Understanding unsteady Plinian eruptions: the deposits and processes associated with the complex 4.6 ka Fogo A Plinian eruption sequence, São Miguel Island, Azores
thesisposted on 2017-02-27, 06:08 authored by Pensa, Alessandra
This research has detailed for the first time the eruptive products and of whole 4.6ka Fogo A eruption sequence, São Miguel Island, Azores, Portugal, made famous by Walker and Croasdale (1970). The study of the depositional relationships between each stratigraphic unit has been fundamental for the reconstruction of the eruption column dynamics. Although previous authors published studies on the physical and compositional characteristics of the significant basal fall-out deposit studied by Walker and Croasdale (1970), no one has previously published on the rest of the stratigraphy of the Fogo A sequence. Key findings of this research, include a complex inter-stratification of fall-out and ignimbrite deposits; the delineation of the areal dispersal of the deposits; thermal remanent magnetization, reflectance analysis and heat loss were used to estimate the emplacement temperature of ignimbrites; the discovery of anti-rapakivi texture of feldspar phenocrysts and the finding of an inverse compositional evolution from trachytic (63.38%), toward terms more trachydacitic (59.38%) magma composition during the eruption; assessment of the possible causes of the instability of the eruption column and to better understand how this is connected with the dynamic evolution of the magma source. Although the shift from steady to unsteady eruption column behaviour during explosive Plinian eruptions is a common characteristic of many Plinian eruptions, there is still a considerable discussion in the volcanology community of the causes.
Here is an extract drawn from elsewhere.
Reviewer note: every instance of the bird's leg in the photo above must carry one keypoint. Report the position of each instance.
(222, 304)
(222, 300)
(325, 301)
The Fogo A eruption sequence was a perfect study case for better understanding the factors causing a shift from steady to unsteady eruption column behaviour. Furthermore the comparison between pTRM analysis on lithic clasts and Reflectance analysis (Ro%) on carbonised organic material, for estimating the emplacement temperature of ignimbrite deposits, reveals, for the first time, excellent comparability of the two methods, and corroborates the reliability of the Ro% data. This will greatly improve the accuracy of the evaluations of emplacement temperature of ignimbrites, allowing the estimation of narrower temperature ranges and the distinction of different temperatures at different stratigraphic horizons within single ignimbrite deposits.